Elsewhere, by that July 1 date's arrival, the folks at the state's smallest and one of its newest craft breweries, Flounder Brewing, expect to have some test brews under their belt.
One of the interesting things about these evens its the fact that at both breweries, computerized touchscreen displays will be used to control the process of making beer.
For several weeks now, the custom German-made BrauKon 50-barrel brewhouse and complement of 150-barrel fermenters (not to mention other tanks) have been in place at Flying Fish's new home in Somerdale.
It's an almost-there, just a little further moment.
Yet there are plenty more signs that Cherry Hill, where Flying Fish began making beer in 1996, is fading from the landscape and Somerdale is looming larger in the picture: installation of packaging equipment is getting a lot of attention these days at the new location; the solar panels that will help power the new Flying Fish brewery are also being installed; and several weeks ago, Flying Fish closed the door to brewery tours at the Cherry Hill site.
Also, the month of May saw Flying Fish put the new brewhouse through the paces with some test batches of Extra Pale Ale, Hopfish IPA and Farmhouse Summer Ale. (Folks at Flying Fish report the better efficiency between the new brewing set-up vs. the old is rather dramatic; that will translate into less grain used per batch, which of course will save money in raw materials.)
Setting that brewing process in motion – from grain into (and out of) the mash tun to regulating fermenter temperatures, for instance – is an illuminated touchscreen control panel tucked beneath brewhouse framework.
Featuring computer icons of all the components the brewing process – the grain silos, mash tun, lauter tun, kettle, fermenter tanks, etc. – the display panel is driven by software into which the recipes, parameters and procedures for Flying Fish's lineup of ales (and down the road, head brewer Casey Hughes says there will be lagers) have been programmed, shifting the task of creating beer from the sometimes physically laborious to the feather touch of tapping glass.
But wait it gets better.
The system can be operated remotely, too. Imagine sitting at your favorite bar with a pint of Exit 8 in front of you, logging in via an iPhone to check the temperature of beer in the fermenters or the status of other tanks.
And in case you get the impression that high tech takes the hands out of hand-crafted, then guess again. The human touch starts with formulating the recipes and continues with some taste bud and olfactory follow-up on the beers produced, to ensure what was brewed turned out the way it was intended.

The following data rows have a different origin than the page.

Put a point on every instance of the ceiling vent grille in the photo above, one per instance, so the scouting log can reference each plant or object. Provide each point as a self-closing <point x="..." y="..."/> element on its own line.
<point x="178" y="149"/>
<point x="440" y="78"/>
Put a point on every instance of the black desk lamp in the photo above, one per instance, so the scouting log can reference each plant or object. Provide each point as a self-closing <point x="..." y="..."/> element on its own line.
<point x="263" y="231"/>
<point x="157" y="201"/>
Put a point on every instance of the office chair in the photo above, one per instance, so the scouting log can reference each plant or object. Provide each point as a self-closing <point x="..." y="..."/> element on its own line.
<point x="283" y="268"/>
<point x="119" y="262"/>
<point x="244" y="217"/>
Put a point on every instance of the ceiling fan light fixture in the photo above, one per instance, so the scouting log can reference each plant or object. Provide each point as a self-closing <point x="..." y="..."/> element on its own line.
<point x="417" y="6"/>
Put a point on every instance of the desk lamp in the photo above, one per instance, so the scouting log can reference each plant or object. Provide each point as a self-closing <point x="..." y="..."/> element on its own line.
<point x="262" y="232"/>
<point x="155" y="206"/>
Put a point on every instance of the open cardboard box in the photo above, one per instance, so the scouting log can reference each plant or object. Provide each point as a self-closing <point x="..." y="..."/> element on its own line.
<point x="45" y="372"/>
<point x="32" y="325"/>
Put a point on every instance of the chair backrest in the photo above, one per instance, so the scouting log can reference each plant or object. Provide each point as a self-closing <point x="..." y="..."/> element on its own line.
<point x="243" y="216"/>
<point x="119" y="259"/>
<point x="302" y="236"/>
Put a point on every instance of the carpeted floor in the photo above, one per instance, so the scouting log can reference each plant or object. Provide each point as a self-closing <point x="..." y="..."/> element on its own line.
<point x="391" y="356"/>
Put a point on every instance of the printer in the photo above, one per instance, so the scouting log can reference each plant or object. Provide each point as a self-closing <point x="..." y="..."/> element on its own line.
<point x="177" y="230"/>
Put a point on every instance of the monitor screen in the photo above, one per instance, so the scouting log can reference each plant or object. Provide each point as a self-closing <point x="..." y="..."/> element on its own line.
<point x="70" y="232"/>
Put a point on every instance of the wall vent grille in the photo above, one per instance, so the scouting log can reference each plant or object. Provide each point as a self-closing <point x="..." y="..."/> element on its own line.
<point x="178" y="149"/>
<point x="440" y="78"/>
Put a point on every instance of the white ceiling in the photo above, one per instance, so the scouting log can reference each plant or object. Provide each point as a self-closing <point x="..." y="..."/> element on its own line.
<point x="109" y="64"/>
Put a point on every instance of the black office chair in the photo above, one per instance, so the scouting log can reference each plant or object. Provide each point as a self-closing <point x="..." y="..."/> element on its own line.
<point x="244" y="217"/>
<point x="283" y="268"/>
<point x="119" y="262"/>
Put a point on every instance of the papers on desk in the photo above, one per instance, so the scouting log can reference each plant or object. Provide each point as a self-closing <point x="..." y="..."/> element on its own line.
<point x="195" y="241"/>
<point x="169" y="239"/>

The automated set-up that Flying Fish-Somerdale has graduated to puts the South Jersey brewery in league with the likes of Pennsylvania brewers Troegs, Sly Fox and Victory. It's also move toward ensuring the kind of consistency the beer-drinking public would expect.
But such automation isn't always the province of becoming a bigger brewery. In a world where technology can change faster than a bar's tap handle lineup during seasonal beer releases, touchscreen control panels are available to breweries of all sizes.
Just go 60 miles north of Somerdale to Hillsborough, where the budding Flounder Brewing has a touchscreen to operate its 1-barrel Blichmann set-up. (The brewery last week got the official blessing from town officials to occupy the building; state regulators gave the green light to Flounder's license back in early March. There are still some odds and ends to take care of, but the folks at Flounder expect to begin brewing some test batches in June.)
It was engineering mistake that led Flounder to include in its game plan a $9,000 touchscreen controller made by Brewmation, a Hopewell Junction, N.Y., company. The size of the brewery's natural gas line was found to be a quarter-inch too small, a BTU drop that meant either upgrading – and incurring a potentially lengthy delay – or switch to electric, which the brewery did.
Jeremy Lees, who owns the start-up with his two brothers, a brother-in-law and a cousin, says the mistake proved to be fortuitous. All of the Flounder principals will be leading the lives of brewery owners with the full-time jobs they had before getting into commercial brewing. Anything that will ensure consistency from batch to batch is a plus, Jeremy says, not to mention that down the road, they could add remote log-in capability to their set-up to control some of the beer-making process from those day jobs – or wherever – via a smart phone.
Closeup of Flounder touchscreen |
Brewmation has been making the touchscreen controller since 2010; the company has been making control panels for craft breweries for almost 10 years, with units installed at the New York enterprises of Rockaway Brewing and Good Nature Brewing, says Kevin Weaver, a longtime homebrewer and one of the electrical engineer minds behind Brewmation. (Kevin also has his own 7-barrel brewery in the works.)
On the hot side, you need an electric set-up to be wired into the Brewmation controller (it doesn't support natural gas rigs), but it's universal on the fermentation side. (The units cost $9,000 to $12,000.)
Even for small-size breweries, the steps in brewing "screamed out to be automated," Kevin says. "That's how the whole thing started."